The Cadillac tax, a 40 percent excise tax on high-cost health insurance plans, was set to start in 2018 but was delayed to 2020 in last year's tax deal. To address one of the common criticisms of the tax -- that it doesn't account for regional differences in health costs -- the budget would set the tax threshold for a region at the average premium for a gold plan on the health insurance exchange if it would exceed the default threshold. This change would cost only $1 billion through 2026, but it could have greater long-term revenue implications since gold plan premiums will likely increase faster than the Cadillac tax thresholds, which are indexed to inflation. Essentially, the policy makes a trade-off of revenue for greater political sustainability.
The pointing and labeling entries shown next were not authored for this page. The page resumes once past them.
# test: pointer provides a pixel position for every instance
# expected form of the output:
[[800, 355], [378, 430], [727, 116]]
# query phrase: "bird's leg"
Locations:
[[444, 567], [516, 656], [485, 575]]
Summer Food Benefit Program

To supplement the School Lunch program, the President would make available a Summer Electronic Benefit Transfer (EBT) to provide food benefits to School Lunch qualifiers during the summer months. The program would provide a $45 per month benefit, adjusted for inflation annually. The program would be phased up over time, starting out in 10 percent of states in 2017 and reaching all states by 2026. The ten-year cost of the program would be $12 billion, and it would cost $3.2 billion in 2026 when it is fully phased in.

Work-Sharing and Wage Insurance

The President's budgets have long included reforms to the unemployment insurance, but this year's budget for the first time includes an expansion of short-time compensation to prevent layoffs and wage insurance to get people who have been laid-off working again. The budget would extend and expand temporary funding for state short-time compensation (STC) programs, which spread around a reduction in hours to a business's workforce rather than having some employees laid off and pay partial unemployment benefits to those who had their hours reduced. The budget would permanently extend STC funding, match 50 percent of costs when state unemployment is high, and allow states to reduce employers' unemployment insurance taxes to encourage them to participate. These proposals would cost $2 billion over ten years. The wage insurance would apply to workers who were laid off and took their next job for lower pay at less than $50,000 per year, and it would pay half the difference between the new and old wage for a maximum of $10,000 for two years. This proposal would cost $11 billion through 2026.